Barthélémy Kassa doit remercier Issa Salifou, Robert Gbian, René Bagoudou, Valentin Houdé et Atao Hinnouho
Le rejet de la demande de l’immunité parlementaire du député Barthélémy Kassa, n’aurait pas été acquis sans le soutien de certains députés de la majorité parlementaire. Au nombre de ceux-ci, il y a les députés Robert Gbian, Issa Salifou et René Bagoudou élus sur la liste Alliance Soleil et membres du groupe parlementaire Unipaid, et le député Valentin Aditi Houdé élu sur la liste Alliance nationale pour le développement et la démocratie (And) et membre du même groupe parlementaire.
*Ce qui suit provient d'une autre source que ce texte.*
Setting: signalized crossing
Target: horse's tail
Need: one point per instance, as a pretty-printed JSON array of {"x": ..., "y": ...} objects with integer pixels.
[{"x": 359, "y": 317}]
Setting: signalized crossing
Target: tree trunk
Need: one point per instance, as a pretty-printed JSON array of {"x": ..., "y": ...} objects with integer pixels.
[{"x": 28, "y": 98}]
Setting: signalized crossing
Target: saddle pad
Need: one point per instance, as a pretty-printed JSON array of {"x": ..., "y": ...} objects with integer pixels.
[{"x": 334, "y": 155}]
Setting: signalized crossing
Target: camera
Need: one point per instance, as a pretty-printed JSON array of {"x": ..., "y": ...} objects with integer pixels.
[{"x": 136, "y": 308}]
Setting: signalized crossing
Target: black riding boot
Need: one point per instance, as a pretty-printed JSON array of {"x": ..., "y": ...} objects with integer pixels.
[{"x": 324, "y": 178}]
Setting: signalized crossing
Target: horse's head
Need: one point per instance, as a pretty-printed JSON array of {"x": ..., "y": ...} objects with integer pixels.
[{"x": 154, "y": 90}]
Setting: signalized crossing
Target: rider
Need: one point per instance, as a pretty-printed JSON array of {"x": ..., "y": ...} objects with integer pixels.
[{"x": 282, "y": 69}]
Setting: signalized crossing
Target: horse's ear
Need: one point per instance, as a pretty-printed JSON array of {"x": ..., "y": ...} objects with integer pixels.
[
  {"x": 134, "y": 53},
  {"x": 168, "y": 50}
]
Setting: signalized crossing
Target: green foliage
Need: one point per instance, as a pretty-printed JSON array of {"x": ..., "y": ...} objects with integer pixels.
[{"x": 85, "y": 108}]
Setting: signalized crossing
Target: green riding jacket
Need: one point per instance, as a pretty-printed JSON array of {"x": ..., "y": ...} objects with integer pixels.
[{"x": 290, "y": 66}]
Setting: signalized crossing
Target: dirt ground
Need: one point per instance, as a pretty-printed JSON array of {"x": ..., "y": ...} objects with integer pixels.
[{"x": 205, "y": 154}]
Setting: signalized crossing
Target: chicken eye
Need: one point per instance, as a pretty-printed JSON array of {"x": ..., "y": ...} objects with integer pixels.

A eux, s’est ajouté le député non inscrit Atao Mohamed Hinnouho, pour porter à 45, le nombre de députés ayant voté contre la demande de levée de l’immunité du député Barthélémy Kassa. Ceci, étant donné que la minorité parlementaire n’est créditée que de 40 députés depuis l’élection du bureau de l’Assemblée nationale. Sans aucun doute donc, le député Barthélémy Kassa peut remercier ces députés pour l’avoir soutenu.
(Lire ci-dessous les propos de quelques députés lors du débat général)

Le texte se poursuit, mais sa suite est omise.